Steven Kolawole

Steven Kolawole has his technical skillset cuts across Data Science and Software Engineering, with a bias for ML Research these days. His research interests focus on resource-efficient machine learning in terms of computational resources and low-resource/limited labeled data.

He is and has been heavily involved in varieties of ML subfields including ML Engineering, Software Engineering, Data Engineering, Data Science/Analytics, and Cloud Computing.

Steven is also big on knowledge sharing via community mentorship and collective growth, open-source development, meetups facilitation, speakership, technical writing, research, and he gets kicks from helping tech muggles find their feet.


Session

06-14
12:20
40min
Open Science: Building Models Like We Build Open-Source Software
Steven Kolawole

Elevator pitch
The use of transfer learning has begun a golden era in applications of ML but the development of these models “democratically” is still in the dark ages compared to best practices in SWE. I describe how methods of open-source SWE can allow models to be built by a distributed community of researchers.

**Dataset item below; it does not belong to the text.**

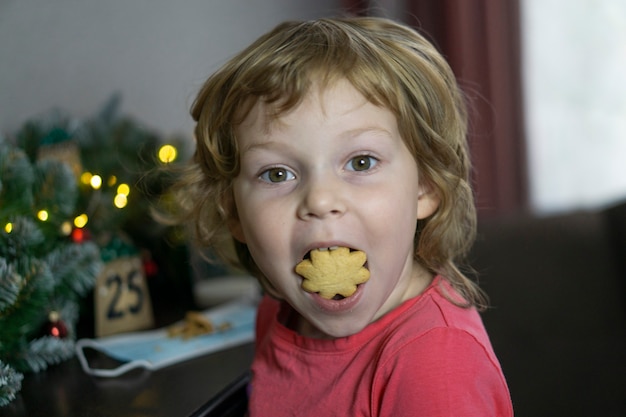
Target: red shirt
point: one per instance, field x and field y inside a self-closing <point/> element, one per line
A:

Over the past few years, it has become increasingly common to use transfer learning when tackling machine learning problems (e.g. the BERT model on HuggingFace Hub has been downloaded tens of millions of times). However, pre-training often involves training a large model on a large amount of data. This incurs substantial computational (and therefore financial) costs; for example, Lambda estimates that training the GPT-3 language model would cost around $4.6 million. As a result, the most popular pre-trained models are being created by small teams within large, resource-rich corporations. This means that the majority of the research community is excluded from participating in the design and creation of these valuable resources.

Here, I elaborate on why we should develop tools that will allow us to build pre-trained models in the same way that we build open-source software. Specifically, models should be developed by a large community of stakeholders who continually update and improve them. Realizing this goal will require porting many ideas from open-source software development to building and training models, which motivates many threads of interesting research and opens up machine learning research for much larger participation.